Not talking meant not acknowledging all the shit that had gone down between them, and right now that seemed the safest way forward. Denny was here, with him, and Rafi didn’t give a shit about the rest.
Denny had come home with him dozens of times during the months he’d stayed with Cash in Chicago, so Rafi didn’t need to give any directions after they found parking. When he fumbled with his keys at the apartment door, Denny took over, unlocking the knob and the dead bolt and then securing them after they entered, leaving their shoes on the mat in the hall.

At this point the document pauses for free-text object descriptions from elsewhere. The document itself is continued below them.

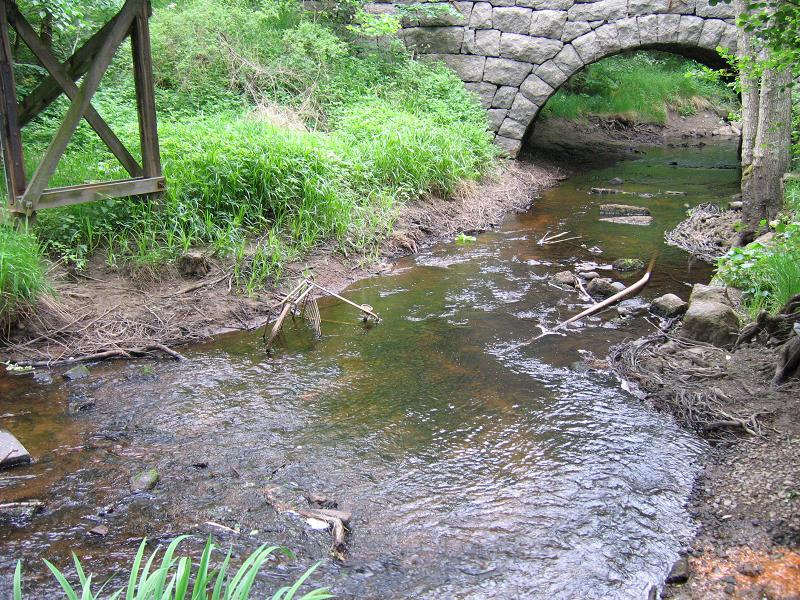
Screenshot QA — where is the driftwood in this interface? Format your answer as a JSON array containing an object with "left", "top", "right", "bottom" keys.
[
  {"left": 263, "top": 278, "right": 379, "bottom": 351},
  {"left": 263, "top": 487, "right": 350, "bottom": 560}
]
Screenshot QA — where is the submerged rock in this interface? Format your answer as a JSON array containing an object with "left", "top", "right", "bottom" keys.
[
  {"left": 130, "top": 468, "right": 160, "bottom": 492},
  {"left": 651, "top": 294, "right": 688, "bottom": 318},
  {"left": 613, "top": 258, "right": 645, "bottom": 272},
  {"left": 617, "top": 298, "right": 649, "bottom": 318},
  {"left": 599, "top": 216, "right": 653, "bottom": 226},
  {"left": 33, "top": 371, "right": 53, "bottom": 385},
  {"left": 599, "top": 204, "right": 651, "bottom": 217},
  {"left": 0, "top": 430, "right": 31, "bottom": 469},
  {"left": 552, "top": 271, "right": 575, "bottom": 286},
  {"left": 63, "top": 365, "right": 90, "bottom": 381},
  {"left": 586, "top": 278, "right": 621, "bottom": 299},
  {"left": 577, "top": 271, "right": 599, "bottom": 280},
  {"left": 681, "top": 301, "right": 741, "bottom": 348},
  {"left": 590, "top": 187, "right": 625, "bottom": 195},
  {"left": 609, "top": 177, "right": 624, "bottom": 185}
]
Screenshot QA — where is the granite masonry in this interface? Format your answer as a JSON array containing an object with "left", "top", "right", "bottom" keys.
[{"left": 366, "top": 0, "right": 738, "bottom": 156}]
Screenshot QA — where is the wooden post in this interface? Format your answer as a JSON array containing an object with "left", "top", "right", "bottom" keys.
[
  {"left": 131, "top": 0, "right": 161, "bottom": 179},
  {"left": 0, "top": 0, "right": 25, "bottom": 209}
]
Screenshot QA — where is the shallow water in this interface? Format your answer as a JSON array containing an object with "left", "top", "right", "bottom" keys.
[{"left": 0, "top": 141, "right": 741, "bottom": 598}]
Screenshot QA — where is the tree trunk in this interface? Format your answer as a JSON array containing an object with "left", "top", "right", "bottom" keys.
[
  {"left": 741, "top": 67, "right": 793, "bottom": 227},
  {"left": 736, "top": 1, "right": 759, "bottom": 166}
]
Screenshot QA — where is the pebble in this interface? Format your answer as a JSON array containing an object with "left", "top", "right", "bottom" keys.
[
  {"left": 130, "top": 468, "right": 160, "bottom": 492},
  {"left": 89, "top": 525, "right": 109, "bottom": 537}
]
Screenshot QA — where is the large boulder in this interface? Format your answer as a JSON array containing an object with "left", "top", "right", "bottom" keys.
[
  {"left": 0, "top": 429, "right": 31, "bottom": 469},
  {"left": 689, "top": 283, "right": 742, "bottom": 308},
  {"left": 681, "top": 301, "right": 741, "bottom": 348}
]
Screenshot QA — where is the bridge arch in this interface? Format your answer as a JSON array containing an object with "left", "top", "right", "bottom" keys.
[{"left": 387, "top": 0, "right": 739, "bottom": 156}]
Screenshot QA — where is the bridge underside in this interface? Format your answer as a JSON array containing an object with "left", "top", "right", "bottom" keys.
[{"left": 385, "top": 0, "right": 738, "bottom": 156}]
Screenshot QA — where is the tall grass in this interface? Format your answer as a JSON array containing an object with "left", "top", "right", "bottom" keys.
[
  {"left": 0, "top": 224, "right": 48, "bottom": 326},
  {"left": 13, "top": 536, "right": 332, "bottom": 600},
  {"left": 542, "top": 51, "right": 737, "bottom": 124}
]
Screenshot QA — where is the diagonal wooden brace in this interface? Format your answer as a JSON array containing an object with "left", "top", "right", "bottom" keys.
[
  {"left": 19, "top": 0, "right": 140, "bottom": 215},
  {"left": 7, "top": 3, "right": 143, "bottom": 178}
]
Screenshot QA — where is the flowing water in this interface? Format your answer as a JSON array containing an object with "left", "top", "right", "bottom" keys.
[{"left": 0, "top": 141, "right": 741, "bottom": 599}]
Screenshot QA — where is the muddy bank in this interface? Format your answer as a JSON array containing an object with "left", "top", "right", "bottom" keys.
[
  {"left": 610, "top": 209, "right": 800, "bottom": 599},
  {"left": 0, "top": 160, "right": 565, "bottom": 367}
]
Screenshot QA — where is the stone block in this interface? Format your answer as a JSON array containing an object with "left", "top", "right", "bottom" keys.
[
  {"left": 629, "top": 0, "right": 695, "bottom": 14},
  {"left": 699, "top": 18, "right": 726, "bottom": 49},
  {"left": 498, "top": 117, "right": 528, "bottom": 139},
  {"left": 469, "top": 2, "right": 493, "bottom": 29},
  {"left": 657, "top": 13, "right": 682, "bottom": 43},
  {"left": 637, "top": 14, "right": 659, "bottom": 44},
  {"left": 402, "top": 27, "right": 465, "bottom": 54},
  {"left": 651, "top": 294, "right": 688, "bottom": 318},
  {"left": 553, "top": 43, "right": 583, "bottom": 75},
  {"left": 677, "top": 15, "right": 704, "bottom": 45},
  {"left": 414, "top": 2, "right": 469, "bottom": 26},
  {"left": 696, "top": 0, "right": 736, "bottom": 18},
  {"left": 515, "top": 0, "right": 570, "bottom": 8},
  {"left": 483, "top": 57, "right": 532, "bottom": 85},
  {"left": 465, "top": 28, "right": 501, "bottom": 55},
  {"left": 534, "top": 59, "right": 568, "bottom": 88},
  {"left": 487, "top": 108, "right": 508, "bottom": 131},
  {"left": 718, "top": 23, "right": 738, "bottom": 51},
  {"left": 529, "top": 9, "right": 568, "bottom": 38},
  {"left": 500, "top": 33, "right": 562, "bottom": 62},
  {"left": 682, "top": 301, "right": 740, "bottom": 348},
  {"left": 492, "top": 85, "right": 518, "bottom": 108},
  {"left": 571, "top": 30, "right": 601, "bottom": 63},
  {"left": 562, "top": 21, "right": 592, "bottom": 43},
  {"left": 508, "top": 91, "right": 539, "bottom": 122},
  {"left": 464, "top": 81, "right": 498, "bottom": 107},
  {"left": 493, "top": 6, "right": 533, "bottom": 34},
  {"left": 615, "top": 17, "right": 640, "bottom": 49},
  {"left": 594, "top": 23, "right": 621, "bottom": 54},
  {"left": 519, "top": 73, "right": 554, "bottom": 105},
  {"left": 495, "top": 135, "right": 523, "bottom": 157},
  {"left": 567, "top": 0, "right": 627, "bottom": 22},
  {"left": 434, "top": 53, "right": 487, "bottom": 81}
]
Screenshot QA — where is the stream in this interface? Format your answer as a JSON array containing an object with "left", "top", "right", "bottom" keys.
[{"left": 1, "top": 140, "right": 741, "bottom": 599}]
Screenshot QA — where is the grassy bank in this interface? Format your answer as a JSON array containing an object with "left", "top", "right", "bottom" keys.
[
  {"left": 541, "top": 51, "right": 737, "bottom": 124},
  {"left": 0, "top": 0, "right": 494, "bottom": 320}
]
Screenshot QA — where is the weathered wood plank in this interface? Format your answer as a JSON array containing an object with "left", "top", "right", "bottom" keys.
[
  {"left": 7, "top": 3, "right": 143, "bottom": 177},
  {"left": 0, "top": 1, "right": 26, "bottom": 206},
  {"left": 27, "top": 176, "right": 165, "bottom": 209},
  {"left": 131, "top": 0, "right": 161, "bottom": 178},
  {"left": 19, "top": 0, "right": 140, "bottom": 213},
  {"left": 17, "top": 6, "right": 121, "bottom": 126}
]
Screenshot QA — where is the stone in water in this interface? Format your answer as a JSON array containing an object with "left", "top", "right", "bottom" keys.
[{"left": 0, "top": 429, "right": 32, "bottom": 469}]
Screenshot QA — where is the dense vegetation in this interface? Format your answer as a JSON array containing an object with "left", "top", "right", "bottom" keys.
[
  {"left": 0, "top": 0, "right": 494, "bottom": 319},
  {"left": 541, "top": 51, "right": 737, "bottom": 125}
]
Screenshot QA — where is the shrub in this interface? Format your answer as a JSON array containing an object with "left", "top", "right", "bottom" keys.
[
  {"left": 716, "top": 181, "right": 800, "bottom": 316},
  {"left": 0, "top": 225, "right": 47, "bottom": 325}
]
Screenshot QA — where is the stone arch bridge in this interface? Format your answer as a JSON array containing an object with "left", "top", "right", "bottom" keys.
[{"left": 368, "top": 0, "right": 738, "bottom": 156}]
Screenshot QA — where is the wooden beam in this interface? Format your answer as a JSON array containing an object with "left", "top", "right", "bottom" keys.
[
  {"left": 17, "top": 7, "right": 121, "bottom": 126},
  {"left": 0, "top": 0, "right": 25, "bottom": 206},
  {"left": 19, "top": 0, "right": 140, "bottom": 214},
  {"left": 13, "top": 176, "right": 165, "bottom": 210},
  {"left": 7, "top": 3, "right": 143, "bottom": 178},
  {"left": 131, "top": 0, "right": 161, "bottom": 178}
]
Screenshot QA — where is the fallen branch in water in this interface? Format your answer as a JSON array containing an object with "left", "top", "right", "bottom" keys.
[
  {"left": 520, "top": 255, "right": 657, "bottom": 347},
  {"left": 538, "top": 230, "right": 582, "bottom": 246}
]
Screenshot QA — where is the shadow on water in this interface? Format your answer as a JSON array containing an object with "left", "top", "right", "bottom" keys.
[{"left": 0, "top": 141, "right": 741, "bottom": 599}]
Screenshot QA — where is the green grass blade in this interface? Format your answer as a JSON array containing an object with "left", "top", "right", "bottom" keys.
[
  {"left": 13, "top": 561, "right": 22, "bottom": 600},
  {"left": 43, "top": 559, "right": 79, "bottom": 600}
]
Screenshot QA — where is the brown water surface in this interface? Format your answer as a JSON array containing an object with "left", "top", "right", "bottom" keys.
[{"left": 0, "top": 141, "right": 741, "bottom": 599}]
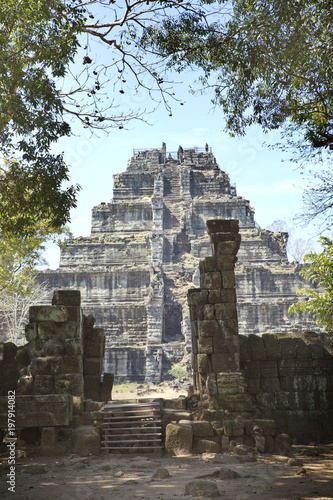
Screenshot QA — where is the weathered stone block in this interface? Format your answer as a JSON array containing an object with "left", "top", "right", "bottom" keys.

Sister in the hospital or not, Rafi knew better than to wear his shoes inside, and Denny had smiled at him and toed his own lace-ups off too.
They slung their bags in the corner of Rafi’s room, stumbled through pissing and brushing teeth in the dark, sharing the tight bathroom space as if they’d always done it that way.
Stripping off and falling into bed with Denny felt like heaven now, if only because they were in his king-size bed and had space to stretch out both of their six-foot-plus frames. The last time he’d tried to share a bed with Denny had been the unsuccessful attempt to share his twin in the dorm. He dragged the comforter over to his side, and watched Denny climb cautiously onto the bed. Denny had taken the sling off but held his arm carefully to his chest.
“Need extra pillows?” Rafi asked, eyeing the way Denny settled onto his good shoulder, facing him.
“Nope.”
Rafi tangled their legs together and tugged Denny over to him, careful not to jostle his arm. Denny’s hand slid down to Rafi’s ass, and he opened his mouth against Denny’s in the dark. They didn’t need words for this.
Soft. For all his muscles and calluses, Denny’s mouth was soft and yielding under his, offering heat and comfort in equal measure. Rafi snaked his fingers into Denny’s hair and tightened them until Denny gasped into Rafi’s mouth. He wasn’t trying to hurt, just needed to hang on to someone as tightly as he could.